Louise: Yah, we do have, we do have some track music. Yah we do. Ray still, we still play them, cassettes. We still play them. We have never purchased CD’s with that same music, you know to replace it. They play fine. You know, it works good. But uh, we don’t sit down as a family and listen to a CD, we watch it on television. You know the only time we play a CD around here is in the car when you’re traveling you turn the radio on you got your chart. But if you’re traveling the radio doesn’t always work. You get into areas where there’s no reception so it’s always nice to take some CD’s along. But we don’t sit down the way we used to when I was little and listen to music on the radio as a family. We just don’t do that. We lost that you know. But um, we still don’t have all these. We’re too old we don’t want to learn. We, I can’t even, I can’t operate my computer.
Lindsey: What are your first memories of the internet?
Louise: My first experience with the internet was I think when Vincent (her son) gave me an old computer. And he was showing me what you could do with it and he was clicking and clicking and clicking and moving this mouse and all of these frames were all coming up on top of each other and my head was totally spinning and I though there’s no way, there’s no way I could handle something like that. So he gives me this old computer and, and then he says you’ve got to subscribe to internet so I did. Then I had to learn to use the e-mail. That was kind of confusing for quite a while to me. But after I started you know it came, it came slow. But it, I was, I’m trying to think, did I we didn’t have a computer when we lived in Virginia, I didn’t have, we did not, no I didn’t.

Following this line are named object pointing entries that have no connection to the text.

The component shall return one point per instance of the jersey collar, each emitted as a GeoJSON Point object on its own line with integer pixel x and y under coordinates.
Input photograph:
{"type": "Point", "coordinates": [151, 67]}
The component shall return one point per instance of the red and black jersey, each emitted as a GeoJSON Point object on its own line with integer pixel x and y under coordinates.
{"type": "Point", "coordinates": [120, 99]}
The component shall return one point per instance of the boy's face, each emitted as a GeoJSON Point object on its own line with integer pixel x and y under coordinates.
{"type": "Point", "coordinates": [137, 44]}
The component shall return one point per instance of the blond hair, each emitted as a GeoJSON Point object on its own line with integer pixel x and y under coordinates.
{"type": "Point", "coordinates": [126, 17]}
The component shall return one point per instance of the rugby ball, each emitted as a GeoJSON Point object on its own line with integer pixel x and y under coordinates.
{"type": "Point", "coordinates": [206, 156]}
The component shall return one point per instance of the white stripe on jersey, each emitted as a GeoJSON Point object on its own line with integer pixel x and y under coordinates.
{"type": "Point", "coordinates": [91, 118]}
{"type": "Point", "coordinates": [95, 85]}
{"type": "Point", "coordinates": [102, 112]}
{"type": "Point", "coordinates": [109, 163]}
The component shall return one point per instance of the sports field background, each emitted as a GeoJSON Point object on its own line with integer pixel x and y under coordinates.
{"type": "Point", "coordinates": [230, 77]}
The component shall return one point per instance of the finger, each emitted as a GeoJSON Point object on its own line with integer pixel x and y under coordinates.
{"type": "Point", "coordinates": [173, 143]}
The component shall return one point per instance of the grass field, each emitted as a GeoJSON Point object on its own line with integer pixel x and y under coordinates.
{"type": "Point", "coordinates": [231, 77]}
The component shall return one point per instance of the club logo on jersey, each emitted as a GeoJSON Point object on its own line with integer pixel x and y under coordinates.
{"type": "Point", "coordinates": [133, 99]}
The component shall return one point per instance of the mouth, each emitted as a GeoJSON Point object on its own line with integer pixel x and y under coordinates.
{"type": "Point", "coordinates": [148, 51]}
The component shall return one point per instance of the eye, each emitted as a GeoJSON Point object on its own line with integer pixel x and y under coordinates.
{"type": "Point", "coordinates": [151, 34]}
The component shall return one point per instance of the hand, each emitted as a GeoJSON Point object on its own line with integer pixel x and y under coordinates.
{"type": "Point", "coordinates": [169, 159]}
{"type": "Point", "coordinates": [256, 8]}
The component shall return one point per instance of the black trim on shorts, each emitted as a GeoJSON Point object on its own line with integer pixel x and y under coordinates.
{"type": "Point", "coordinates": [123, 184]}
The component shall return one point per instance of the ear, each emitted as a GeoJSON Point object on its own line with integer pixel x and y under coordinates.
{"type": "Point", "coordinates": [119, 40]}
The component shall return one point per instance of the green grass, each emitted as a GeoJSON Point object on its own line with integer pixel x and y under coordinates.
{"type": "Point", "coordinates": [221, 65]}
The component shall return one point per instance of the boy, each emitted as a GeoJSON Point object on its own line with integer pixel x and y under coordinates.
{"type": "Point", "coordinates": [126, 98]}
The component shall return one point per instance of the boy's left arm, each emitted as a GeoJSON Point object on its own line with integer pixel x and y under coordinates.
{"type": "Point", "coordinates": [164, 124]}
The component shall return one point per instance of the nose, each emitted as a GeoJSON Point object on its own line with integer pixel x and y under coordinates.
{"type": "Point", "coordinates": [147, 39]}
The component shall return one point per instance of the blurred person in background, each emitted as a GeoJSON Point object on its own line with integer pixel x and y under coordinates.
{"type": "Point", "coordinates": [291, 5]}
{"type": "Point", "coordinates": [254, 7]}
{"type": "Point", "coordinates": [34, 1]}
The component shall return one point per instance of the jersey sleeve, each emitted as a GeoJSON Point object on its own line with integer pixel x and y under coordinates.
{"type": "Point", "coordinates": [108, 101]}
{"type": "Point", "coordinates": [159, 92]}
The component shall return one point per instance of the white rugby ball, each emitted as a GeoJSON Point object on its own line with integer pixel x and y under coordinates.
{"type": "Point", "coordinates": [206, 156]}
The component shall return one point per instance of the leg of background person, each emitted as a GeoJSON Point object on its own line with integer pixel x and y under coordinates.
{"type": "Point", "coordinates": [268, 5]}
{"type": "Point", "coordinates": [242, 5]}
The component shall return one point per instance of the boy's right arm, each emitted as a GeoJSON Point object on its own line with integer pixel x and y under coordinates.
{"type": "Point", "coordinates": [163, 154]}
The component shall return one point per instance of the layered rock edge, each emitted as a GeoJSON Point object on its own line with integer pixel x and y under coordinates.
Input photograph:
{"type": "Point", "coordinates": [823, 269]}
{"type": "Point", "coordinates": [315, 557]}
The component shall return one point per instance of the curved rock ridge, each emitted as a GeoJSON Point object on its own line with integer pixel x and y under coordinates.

Lindsey: So what year did you get one?
Louise: We moved out here (Alpine Ut) in 1989 and sometime after, after that Vincent gave me an old computer and um then something happened to it and I’d heard these advertisements on the radio of Totally Awesome Computers so I took it down there and, to get it fixed and he told me well it wasn’t worth fixing it was just a piece of junk and then told me what he could do and blah blah blah. When I walked out the door I think I’d spent about a thousand dollars and didn’t know what for. So I got a little better computer but not much and I don’t know. Like you say there weren’t the search engines at that time were not that sophisticated, and I wasn’t sophisticated either so we got along fine. As long as I just knew what button to push. And um, then I, I was having trouble, that was it, lightning hit it, lightning hit it. It was right here in this room, lightning hit it, blew it out. I went back to Totally Awesome and I had to have the whole thing rebuilt and it was another thousand dollars or whatever it was in those days, and but it had upgraded, I got better, a better, a larger, um memory, memory board, a mother board, memory board, memory. Yah. So anyway. I slowly worked my way up until finally, yah, but the internet um Google actually didn’t come into play until what about five years ago?
Lindsey: Um, probably a little more than that, no more, more than that,
Louise: More than that? There was non Google, I’m trying to think what search engines we, Explorer, Internet explorer I think is what we used.